Friday, Apr. 15, 1966
Little D
The architect had been commissioned, $8,429 had been set aside for a huge chunk of Texas red granite, and last week the city fathers of Dallas approved the wording for a roadside marker at the spot where John F. Kennedy was assassinated.
"Many historic events have centered around this site," the marker will note. "The settlement of Dallas began in 1841 when John Neely Bryan's log cabin was built near by. The first legislature of the new state of Texas created Dallas County in 1846 with Dallas as the 'Seat of Justice.' In 1855 a toll bridge crossed the channel of the Trinity River at the west end of this plaza. Years later the river channel was moved one-half mile westward and confined between flood-control levees. Dallas was incorporated as a town in 1856.
"There was navigation of the Trinity River as early as 1868. The S.S. H. A. Harvey Jr. arrived from Galveston in 1893 and anchored near the west end of this plaza. In 1872 a railroad was completed to Dallas from the Gulf. The next year another railroad from the East built its terminal a few blocks northeast of this site. Rapid growth of Dallas quickly followed.

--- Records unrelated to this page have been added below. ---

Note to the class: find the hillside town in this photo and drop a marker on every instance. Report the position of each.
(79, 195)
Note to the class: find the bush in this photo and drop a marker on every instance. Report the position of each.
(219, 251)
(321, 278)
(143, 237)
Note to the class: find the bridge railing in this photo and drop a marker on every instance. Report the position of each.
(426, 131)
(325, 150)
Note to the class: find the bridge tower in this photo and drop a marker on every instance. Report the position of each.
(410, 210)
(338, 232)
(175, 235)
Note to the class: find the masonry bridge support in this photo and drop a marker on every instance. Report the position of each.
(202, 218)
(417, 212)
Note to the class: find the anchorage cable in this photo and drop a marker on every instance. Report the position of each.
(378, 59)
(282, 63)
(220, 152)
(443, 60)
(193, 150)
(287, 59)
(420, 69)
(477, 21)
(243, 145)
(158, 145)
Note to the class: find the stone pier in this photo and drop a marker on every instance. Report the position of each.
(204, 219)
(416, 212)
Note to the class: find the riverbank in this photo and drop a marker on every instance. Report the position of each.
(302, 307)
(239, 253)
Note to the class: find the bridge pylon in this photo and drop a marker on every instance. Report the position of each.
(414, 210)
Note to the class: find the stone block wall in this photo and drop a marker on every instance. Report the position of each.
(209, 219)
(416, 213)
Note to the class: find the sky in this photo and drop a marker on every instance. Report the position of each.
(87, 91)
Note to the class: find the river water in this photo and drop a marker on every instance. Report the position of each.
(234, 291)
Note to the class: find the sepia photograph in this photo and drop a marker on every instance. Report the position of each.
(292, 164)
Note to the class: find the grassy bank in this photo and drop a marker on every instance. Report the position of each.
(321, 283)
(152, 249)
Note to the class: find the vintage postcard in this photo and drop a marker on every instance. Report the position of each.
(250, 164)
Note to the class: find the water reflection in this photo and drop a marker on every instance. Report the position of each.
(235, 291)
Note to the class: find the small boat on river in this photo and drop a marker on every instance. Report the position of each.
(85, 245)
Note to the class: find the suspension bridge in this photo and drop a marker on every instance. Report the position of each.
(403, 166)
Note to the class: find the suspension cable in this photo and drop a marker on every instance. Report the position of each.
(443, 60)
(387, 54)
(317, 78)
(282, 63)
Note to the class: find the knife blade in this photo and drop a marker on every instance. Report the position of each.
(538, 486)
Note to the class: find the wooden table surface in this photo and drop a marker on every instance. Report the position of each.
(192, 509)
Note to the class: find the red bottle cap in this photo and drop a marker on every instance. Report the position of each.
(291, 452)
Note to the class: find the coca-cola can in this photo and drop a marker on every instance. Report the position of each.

"With a background as the center of constructive growth, this site unfortunately became the scene of a tragedy which plunged the world into a state of shock. On November 22, 1963, John Fitzgerald Kennedy, thirty-fifth President of the United States, visited Dallas .. ."
While funds have been raised privately for a memorial to the late President only three blocks away (TIME, Dec. 24, 1965), many citizens were shocked at the tawdry boosterism of the city-approved legend. The juxtaposition of "historical trivia with a happening of transcendent significance," observed the Dallas Times-Herald, "will appear to many an attempt to evade the stark fact that a President of the United States was assassinated here, or at best an attempt to pass the event off as one of minor consequence."